# 5/3/1 Reloaded by Jim Wendler



## Marat (Nov 6, 2010)

I've noticed a higher frequency of guys on this forum doing 5/3/1 so I thought I'd share this recent article from Wendler.


----------



## Gazhole (Nov 7, 2010)

Great article. I'm really looking forward to the new book actually.

Jim Wendler is great, i love his attitude and his utter disdain for people who pussy out of hard work.


----------



## gtbmed (Nov 7, 2010)

I'm surprised he doesn't advocate doing the singles first.  I think that's how I would do it - warmup, then heavy singles, then do your volume sets.


----------



## omerta2010 (Nov 8, 2010)

I love this line from the article:

*Modification #4: Performing squats and deadlifts in the same week is just too much for me.*
"Grow a set of balls," says Wendler. "I don't really have anything more to say to that kind of pissing and moaning."

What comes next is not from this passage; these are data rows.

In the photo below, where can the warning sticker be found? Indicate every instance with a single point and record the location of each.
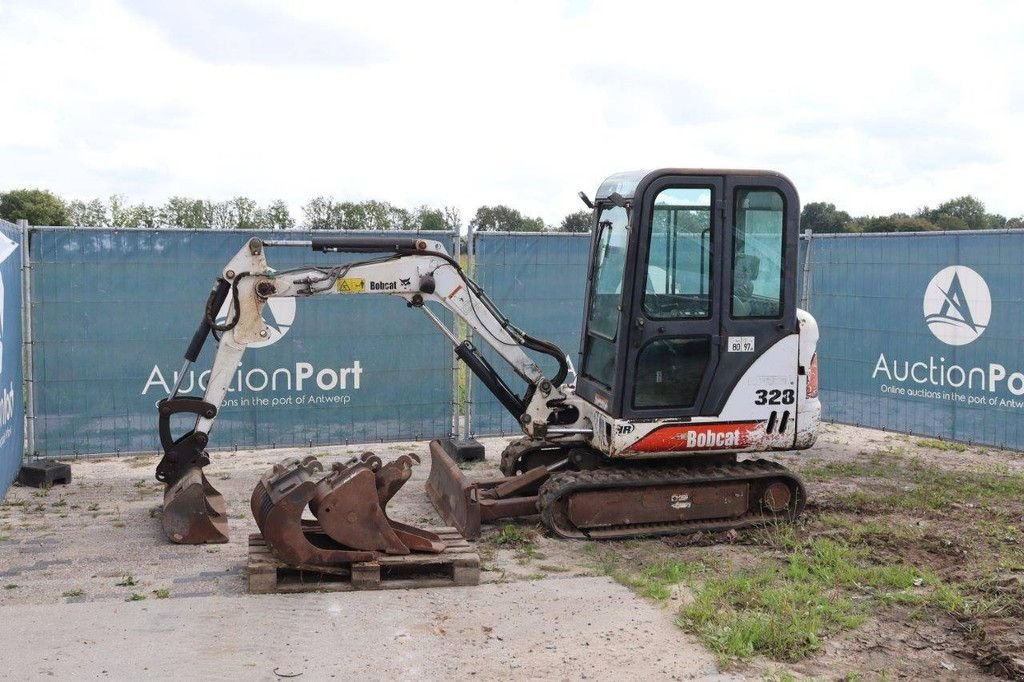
(351, 286)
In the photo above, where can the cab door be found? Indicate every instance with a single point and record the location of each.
(675, 321)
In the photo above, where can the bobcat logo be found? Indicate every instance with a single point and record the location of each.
(957, 305)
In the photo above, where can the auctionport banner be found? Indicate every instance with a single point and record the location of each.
(114, 310)
(922, 333)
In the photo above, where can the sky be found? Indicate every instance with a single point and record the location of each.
(877, 107)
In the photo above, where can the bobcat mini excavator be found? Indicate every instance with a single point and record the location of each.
(693, 352)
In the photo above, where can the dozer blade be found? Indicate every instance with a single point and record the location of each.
(195, 512)
(278, 503)
(347, 506)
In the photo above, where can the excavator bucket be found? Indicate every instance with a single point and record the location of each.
(278, 503)
(194, 511)
(350, 506)
(351, 524)
(345, 503)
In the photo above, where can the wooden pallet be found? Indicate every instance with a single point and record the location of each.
(458, 564)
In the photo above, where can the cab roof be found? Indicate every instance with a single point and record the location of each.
(626, 182)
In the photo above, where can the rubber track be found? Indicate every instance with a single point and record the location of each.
(554, 495)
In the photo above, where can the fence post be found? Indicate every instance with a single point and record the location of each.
(468, 430)
(30, 392)
(457, 431)
(805, 299)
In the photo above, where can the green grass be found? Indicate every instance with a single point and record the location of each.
(784, 611)
(512, 536)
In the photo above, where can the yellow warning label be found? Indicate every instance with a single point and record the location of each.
(350, 286)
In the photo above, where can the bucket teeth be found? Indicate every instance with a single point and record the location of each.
(349, 505)
(195, 512)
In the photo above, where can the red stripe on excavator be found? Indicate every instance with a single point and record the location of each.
(735, 435)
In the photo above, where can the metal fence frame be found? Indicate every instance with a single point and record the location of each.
(463, 413)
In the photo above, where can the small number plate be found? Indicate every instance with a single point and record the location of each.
(740, 344)
(350, 286)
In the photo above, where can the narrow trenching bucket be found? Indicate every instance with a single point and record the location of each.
(195, 512)
(278, 503)
(348, 504)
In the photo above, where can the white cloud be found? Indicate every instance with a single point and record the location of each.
(878, 107)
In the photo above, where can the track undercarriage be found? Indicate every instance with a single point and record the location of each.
(579, 494)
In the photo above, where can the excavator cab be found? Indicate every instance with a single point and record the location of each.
(692, 278)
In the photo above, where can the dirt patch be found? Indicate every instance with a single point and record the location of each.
(901, 509)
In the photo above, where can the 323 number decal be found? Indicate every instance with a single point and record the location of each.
(775, 396)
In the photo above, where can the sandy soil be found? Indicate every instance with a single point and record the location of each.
(75, 544)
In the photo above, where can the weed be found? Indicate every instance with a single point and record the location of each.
(512, 536)
(783, 612)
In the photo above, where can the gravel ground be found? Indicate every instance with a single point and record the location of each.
(72, 556)
(67, 552)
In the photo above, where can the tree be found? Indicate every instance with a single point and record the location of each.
(39, 207)
(276, 216)
(504, 218)
(428, 218)
(453, 218)
(89, 214)
(961, 213)
(185, 212)
(322, 213)
(822, 217)
(577, 222)
(245, 214)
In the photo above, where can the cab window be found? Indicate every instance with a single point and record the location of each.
(606, 294)
(678, 282)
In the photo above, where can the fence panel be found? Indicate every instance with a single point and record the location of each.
(11, 400)
(922, 333)
(539, 282)
(113, 311)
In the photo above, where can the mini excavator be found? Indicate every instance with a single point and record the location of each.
(694, 355)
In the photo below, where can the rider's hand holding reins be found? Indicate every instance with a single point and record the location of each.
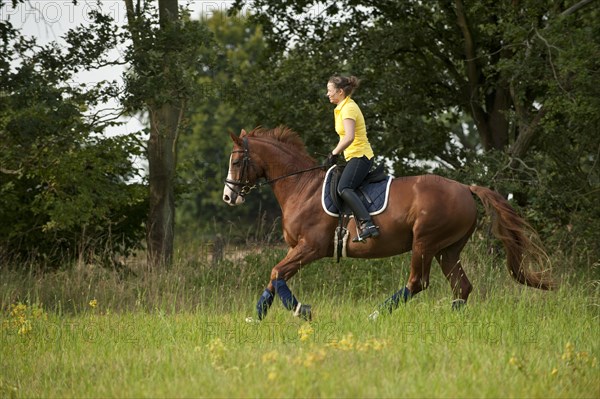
(330, 160)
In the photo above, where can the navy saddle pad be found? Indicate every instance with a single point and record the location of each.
(377, 194)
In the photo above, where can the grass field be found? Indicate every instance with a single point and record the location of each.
(88, 332)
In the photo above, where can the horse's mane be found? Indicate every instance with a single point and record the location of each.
(284, 135)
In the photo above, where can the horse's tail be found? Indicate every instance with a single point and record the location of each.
(519, 239)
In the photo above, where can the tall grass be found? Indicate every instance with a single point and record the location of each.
(87, 331)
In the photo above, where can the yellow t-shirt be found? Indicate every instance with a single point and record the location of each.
(348, 109)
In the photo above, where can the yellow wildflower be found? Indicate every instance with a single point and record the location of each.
(305, 332)
(314, 357)
(347, 342)
(270, 357)
(272, 375)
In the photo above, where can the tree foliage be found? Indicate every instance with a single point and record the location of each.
(66, 190)
(500, 93)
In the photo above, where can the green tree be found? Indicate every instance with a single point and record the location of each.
(167, 53)
(66, 189)
(500, 92)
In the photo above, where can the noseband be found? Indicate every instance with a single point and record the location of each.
(244, 181)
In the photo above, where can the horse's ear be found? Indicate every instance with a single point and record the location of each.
(235, 139)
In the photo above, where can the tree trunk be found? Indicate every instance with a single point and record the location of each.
(165, 118)
(162, 160)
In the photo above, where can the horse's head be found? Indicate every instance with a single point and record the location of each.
(242, 173)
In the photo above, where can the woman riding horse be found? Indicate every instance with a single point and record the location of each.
(350, 126)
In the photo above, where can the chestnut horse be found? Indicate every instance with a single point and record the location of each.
(429, 215)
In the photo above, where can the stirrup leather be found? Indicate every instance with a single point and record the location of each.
(367, 230)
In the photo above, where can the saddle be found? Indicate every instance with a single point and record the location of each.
(374, 192)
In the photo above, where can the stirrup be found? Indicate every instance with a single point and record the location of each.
(370, 230)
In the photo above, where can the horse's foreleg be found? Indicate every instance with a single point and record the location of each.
(284, 270)
(418, 280)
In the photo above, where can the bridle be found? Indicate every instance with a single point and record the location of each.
(244, 181)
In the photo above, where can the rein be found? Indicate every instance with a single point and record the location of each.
(245, 185)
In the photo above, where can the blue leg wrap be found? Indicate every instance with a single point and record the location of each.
(394, 301)
(287, 298)
(264, 303)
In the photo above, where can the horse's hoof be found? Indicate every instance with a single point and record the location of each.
(458, 304)
(303, 311)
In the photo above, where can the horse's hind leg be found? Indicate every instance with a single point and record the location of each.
(283, 271)
(449, 259)
(418, 280)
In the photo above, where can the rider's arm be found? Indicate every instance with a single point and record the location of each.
(348, 138)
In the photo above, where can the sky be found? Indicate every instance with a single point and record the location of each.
(48, 20)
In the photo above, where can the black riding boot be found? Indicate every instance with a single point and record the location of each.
(363, 219)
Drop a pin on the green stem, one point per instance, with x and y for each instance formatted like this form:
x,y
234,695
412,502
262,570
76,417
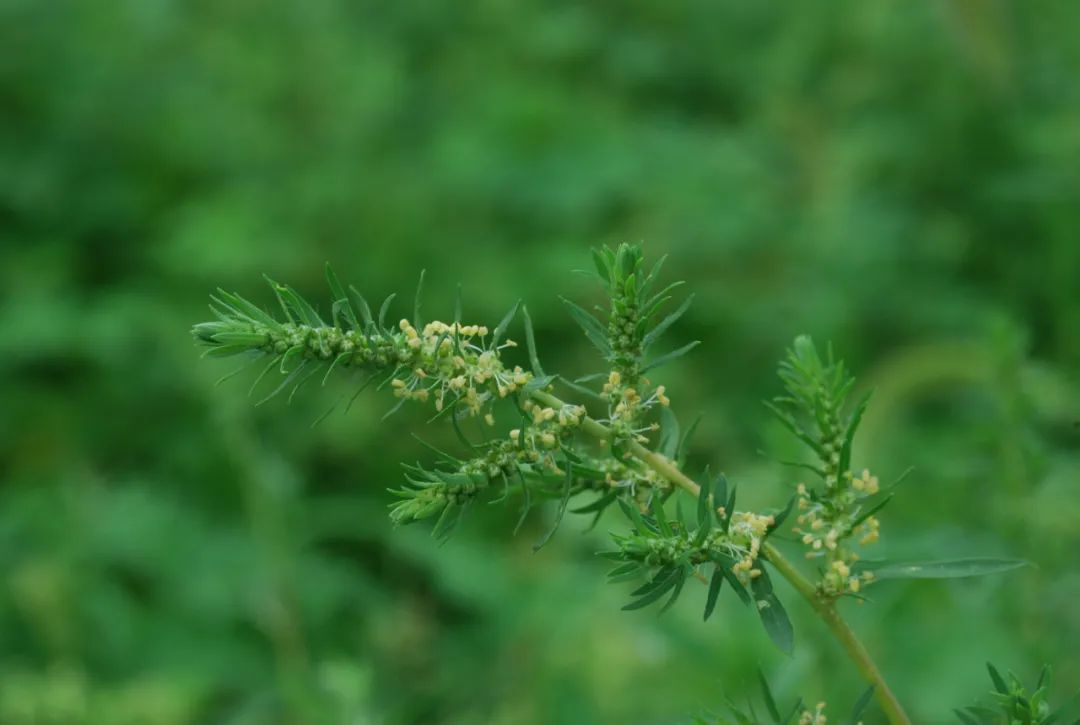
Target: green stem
x,y
826,609
823,606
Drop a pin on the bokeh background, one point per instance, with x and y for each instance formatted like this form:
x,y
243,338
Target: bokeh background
x,y
900,178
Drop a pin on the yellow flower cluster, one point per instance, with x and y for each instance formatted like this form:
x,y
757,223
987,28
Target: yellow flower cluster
x,y
626,405
826,528
548,428
454,360
745,536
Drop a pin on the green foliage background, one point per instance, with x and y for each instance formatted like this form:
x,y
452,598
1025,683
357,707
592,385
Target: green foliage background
x,y
898,177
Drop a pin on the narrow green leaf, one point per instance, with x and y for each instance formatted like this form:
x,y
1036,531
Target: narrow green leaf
x,y
714,591
964,717
662,326
849,435
999,683
871,511
772,614
385,309
417,321
365,310
947,568
685,440
501,327
669,433
680,580
594,331
704,497
531,344
661,517
778,520
658,590
559,512
598,505
729,510
674,354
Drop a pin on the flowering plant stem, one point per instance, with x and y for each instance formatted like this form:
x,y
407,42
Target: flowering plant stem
x,y
825,607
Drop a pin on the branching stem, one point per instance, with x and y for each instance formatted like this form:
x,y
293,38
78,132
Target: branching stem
x,y
823,606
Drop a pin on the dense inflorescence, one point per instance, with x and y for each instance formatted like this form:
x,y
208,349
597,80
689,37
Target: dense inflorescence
x,y
632,454
837,515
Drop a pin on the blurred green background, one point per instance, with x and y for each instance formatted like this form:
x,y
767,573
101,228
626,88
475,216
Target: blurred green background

When pressed to expand on what could be taken as 'less than helpful' advice, Wendler says following the Monday-Wednesday-Friday-Monday rotation — thus allowing five days between lower body workouts — can be helpful, as is the new twice-a-week rotation already noted in Modification #2.

"But don't forget to still grow some balls," adds Wendler.


----------



## gtbmed (Nov 8, 2010)

For a reasonably healthy young person I can't see how doing squats and deads in the same week would be overly challenging.  I squat twice a week and still find a way to do deads.


----------



## JerseyDevil (Nov 8, 2010)

I love his attitude.  Kinda reminds me of Jugs


----------